La tzanza, un ritual para quedarse con el alma de la persona

30/08/2018 La Hora

Se trataba de un procedimiento ancestral que imponía respeto entre las tribus que habitaban en la Amazonía ecuatoriana.

En varios museos a nivel mundial se exponen las tzantzas como parte de la cultura ecuatoriana. Foto: La Hora

En varios museos a nivel mundial se exponen las tzantzas como parte de la cultura ecuatoriana. Foto: La Hora

El grupo shuar es conocido desde tiempos remotos como un pueblo guerrero.

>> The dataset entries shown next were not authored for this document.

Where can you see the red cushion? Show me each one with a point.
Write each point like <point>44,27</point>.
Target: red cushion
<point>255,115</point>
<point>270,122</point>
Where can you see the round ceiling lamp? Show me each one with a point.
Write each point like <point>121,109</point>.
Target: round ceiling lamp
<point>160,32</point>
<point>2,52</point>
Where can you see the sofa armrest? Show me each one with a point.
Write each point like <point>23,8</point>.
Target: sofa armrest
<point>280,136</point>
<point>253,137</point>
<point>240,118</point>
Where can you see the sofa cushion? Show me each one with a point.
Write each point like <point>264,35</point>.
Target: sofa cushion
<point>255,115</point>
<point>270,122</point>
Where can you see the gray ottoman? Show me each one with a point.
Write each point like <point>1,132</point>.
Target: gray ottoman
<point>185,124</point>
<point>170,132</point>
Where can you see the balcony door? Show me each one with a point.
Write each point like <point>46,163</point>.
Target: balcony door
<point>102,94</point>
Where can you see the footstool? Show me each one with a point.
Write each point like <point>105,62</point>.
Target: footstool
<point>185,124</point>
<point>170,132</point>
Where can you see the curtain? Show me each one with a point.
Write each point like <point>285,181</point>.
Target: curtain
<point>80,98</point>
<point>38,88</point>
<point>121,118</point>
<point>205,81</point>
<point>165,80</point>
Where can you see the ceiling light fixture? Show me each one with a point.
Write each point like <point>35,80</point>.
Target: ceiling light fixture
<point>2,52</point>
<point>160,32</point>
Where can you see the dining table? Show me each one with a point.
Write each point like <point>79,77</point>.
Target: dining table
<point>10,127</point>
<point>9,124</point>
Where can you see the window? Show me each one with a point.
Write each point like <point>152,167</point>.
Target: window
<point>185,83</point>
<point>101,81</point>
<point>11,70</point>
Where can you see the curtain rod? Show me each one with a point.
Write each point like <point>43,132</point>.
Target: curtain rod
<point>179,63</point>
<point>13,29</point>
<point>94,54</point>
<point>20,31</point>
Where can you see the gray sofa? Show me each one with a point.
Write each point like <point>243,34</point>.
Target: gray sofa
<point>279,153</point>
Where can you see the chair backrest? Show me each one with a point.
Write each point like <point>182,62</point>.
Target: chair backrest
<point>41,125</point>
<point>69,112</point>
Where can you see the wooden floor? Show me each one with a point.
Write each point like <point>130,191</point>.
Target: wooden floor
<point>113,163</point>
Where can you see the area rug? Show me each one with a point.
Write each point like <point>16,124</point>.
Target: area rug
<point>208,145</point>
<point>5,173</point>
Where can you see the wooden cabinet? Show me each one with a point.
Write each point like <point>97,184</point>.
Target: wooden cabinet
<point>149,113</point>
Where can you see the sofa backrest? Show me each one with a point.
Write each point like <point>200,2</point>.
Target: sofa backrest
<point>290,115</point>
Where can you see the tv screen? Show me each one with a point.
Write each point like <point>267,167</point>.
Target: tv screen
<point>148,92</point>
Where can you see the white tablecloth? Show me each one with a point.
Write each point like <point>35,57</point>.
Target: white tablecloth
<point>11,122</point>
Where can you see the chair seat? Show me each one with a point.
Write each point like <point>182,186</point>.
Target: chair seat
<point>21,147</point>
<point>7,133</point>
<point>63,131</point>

Son aproximadamente 110 mil habitantes, que están distribuidos en Napo, Pastaza, Morona Santiago, Zamora Chinchipe, Sucumbíos y Orellana. 

Por muchos años fueron los únicos habitantes de las selvas Amazónicas de Ecuador, habiendo desarrollado una visión propia del universo: idioma, gastronomía, mitos, música, danza y costumbres, en estrecha relación con la naturaleza. 

Fueron afectados por un proceso de aculturación que les ha obligado, poco a poco, a cambiar su forma de vida y el manejo tradicional del bosque por la ganadería, la extracción de madera y la minería.

Entre sus ancestrales costumbres se destacaba la tzantza, un ritual especial que consistía en la reducción de la cabeza de una persona, generalmente del enemigo, que simbolizaba la derrota y la pérdida de poder en el territorio.

El jefe shuar se encargaba de hacer la tzantza totalmente solo, en profunda meditación y ayuno. Los miembros de la tribu vencida pasaban a ser parte de la vencedora, sin que haya repudio o discriminación.

Procedimiento
En el texto ‘Shuar, pueblo de las cascadas sagradas’ se menciona que para la reducción de la cabeza, los shuaras primero cortaban la cabeza de su adversario. Luego, con un cuchillo, hacían un corte desde la nuca hasta cuello, tiraban de la piel y la desprendían del cráneo, desechando el cerebro, los ojos y las otras partes blandas, además de los huesos.